It was with distinct effort that I banished the idea. This couple had, of course, been planted in the station and waiting for me to appear. But in the name of all far-seeing devils how could it have been foretold that I would appear at that very station at that very time?
And suddenly one of Consardine’s curious phrases returned to me:
“A mind greater than all to plan for all of them; a will greater than all their wills—”
Cobwebs seemed to be dropping around me, cobwebs whose multitudinous strands were held by one master hand, and pulling me, pulling me— irresistibly… where… and to what?
I turned and faced the marines. They were staring at us with absorbed interest. The lieutenant was on his feet, and now he came toward us.
“Anything I can do for you, sir?” he asked Consardine, but his eyes were on the girl and filled with admiration. And at that moment I knew that I could expect no help from him or his men. Nevertheless, it was I who answered.
“You can,” I said. “My name is James Kirkham. I live at the Discoverers’ Club. I don’t expect you to believe me, but these people are kidnapping me—”
“Oh, Harry, Harry!” murmured the girl and touched her eyes with a foolish little square of lace.
“All that I ask you to do,” I went on, “is to call up the Discoverers’ Club when you leave this car. Ask for Lars Thorwaldsen, tell him what you have seen, and say I told you that the man at the Club who calls himself James Kirkham is an impostor. Will you do that?”
“Oh, Dr. Consardine,” sobbed the girl. “Oh, poor, poor brother!”
“Will you come with me a moment, lieutenant?” asked Consardine. He spoke to the man who had called the girl Eve—“Watch; Walter—look after Harry—”
He touched the lieutenant’s arm and they walked to the front of the car.
“Sit down, Harry, old man,” urged Walter.
“Please, dear,” said the girl. A hand of each of them on my arms, they pressed me into a seat.
I made no resistance. A certain grim wonder had come to me. I watched Consardine and the lieutenant carry on a whispered conversation to which the latter’s leathernecks aimed eager ears. I knew the story Consardine was telling, for I saw the officer’s face soften, and he and his men glanced at me pityingly; at the girl, compassionately. The lieutenant asked some question, Consardine nodded acquiescence and the pair walked back.

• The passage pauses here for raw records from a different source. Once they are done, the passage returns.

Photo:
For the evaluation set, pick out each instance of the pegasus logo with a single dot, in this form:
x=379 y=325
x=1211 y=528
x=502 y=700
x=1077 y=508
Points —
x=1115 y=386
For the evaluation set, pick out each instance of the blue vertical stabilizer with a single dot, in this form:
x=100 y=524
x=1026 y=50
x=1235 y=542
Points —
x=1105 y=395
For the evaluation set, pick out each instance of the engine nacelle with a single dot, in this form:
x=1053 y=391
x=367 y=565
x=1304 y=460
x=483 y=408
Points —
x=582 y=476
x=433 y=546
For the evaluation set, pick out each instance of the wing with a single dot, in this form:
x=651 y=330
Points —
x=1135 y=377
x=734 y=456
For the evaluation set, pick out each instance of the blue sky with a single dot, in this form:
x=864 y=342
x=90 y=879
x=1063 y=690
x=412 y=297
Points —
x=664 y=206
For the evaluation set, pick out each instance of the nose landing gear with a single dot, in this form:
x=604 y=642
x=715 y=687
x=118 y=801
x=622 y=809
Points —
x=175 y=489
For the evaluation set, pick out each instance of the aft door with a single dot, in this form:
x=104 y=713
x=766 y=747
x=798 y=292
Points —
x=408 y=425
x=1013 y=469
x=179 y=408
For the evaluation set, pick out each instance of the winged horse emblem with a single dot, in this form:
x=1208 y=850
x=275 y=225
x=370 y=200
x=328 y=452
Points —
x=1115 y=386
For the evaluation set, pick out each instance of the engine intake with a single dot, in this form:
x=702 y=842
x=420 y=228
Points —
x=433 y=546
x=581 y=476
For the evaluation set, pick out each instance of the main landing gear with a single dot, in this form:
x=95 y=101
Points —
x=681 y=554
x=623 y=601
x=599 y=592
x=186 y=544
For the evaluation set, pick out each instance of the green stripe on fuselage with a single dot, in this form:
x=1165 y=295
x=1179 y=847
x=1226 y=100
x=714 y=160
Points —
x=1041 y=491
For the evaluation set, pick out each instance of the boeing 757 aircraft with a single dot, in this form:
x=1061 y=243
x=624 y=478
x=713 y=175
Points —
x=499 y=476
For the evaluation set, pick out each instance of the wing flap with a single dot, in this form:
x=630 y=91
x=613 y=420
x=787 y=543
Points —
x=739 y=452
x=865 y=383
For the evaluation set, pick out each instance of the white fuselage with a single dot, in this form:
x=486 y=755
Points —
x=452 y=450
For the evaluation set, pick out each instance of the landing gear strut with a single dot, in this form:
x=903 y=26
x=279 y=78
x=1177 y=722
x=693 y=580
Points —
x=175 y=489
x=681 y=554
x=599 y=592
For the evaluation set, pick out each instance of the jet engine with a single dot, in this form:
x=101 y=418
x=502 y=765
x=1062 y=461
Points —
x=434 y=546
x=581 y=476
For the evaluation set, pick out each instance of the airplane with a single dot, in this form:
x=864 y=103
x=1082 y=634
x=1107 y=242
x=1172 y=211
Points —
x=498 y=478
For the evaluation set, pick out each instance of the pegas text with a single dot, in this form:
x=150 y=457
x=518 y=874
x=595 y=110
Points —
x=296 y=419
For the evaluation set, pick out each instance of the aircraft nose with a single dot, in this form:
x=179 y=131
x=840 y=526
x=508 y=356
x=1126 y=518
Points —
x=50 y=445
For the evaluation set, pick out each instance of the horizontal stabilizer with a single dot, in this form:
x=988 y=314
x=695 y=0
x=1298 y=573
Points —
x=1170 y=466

“Old man,” the lieutenant spoke to me soothingly, “of course I’ll do what you ask. We get off at the Bridge and I’ll go to the first telephone. Discoverers’ Club, you said?”
It would have been wonderful if I had not known that he thought he was humoring a lunatic.
I nodded, wearily.
“‘Tell it to the marines,’” I quoted. “The man who said that knew what he was talking about. Invincible but dumb. Of course, you’ll not do it. But if a spark of intelligence should miraculously light up your mind tonight or even tomorrow, please phone as I asked.”
“Oh, Harry! Please be quiet!” implored the girl. She turned her eyes, eloquent with gratitude, to the lieutenant. “I’m sure the lieutenant will do exactly as he has promised.”
“Indeed I will,” he assured me—and half winked at her.
I laughed outright, I couldn’t help it. No heart of any marine I had ever met, officer or otherwise, could have withstood that look of Eve’s—so appealing, so grateful, so wistfully appreciative.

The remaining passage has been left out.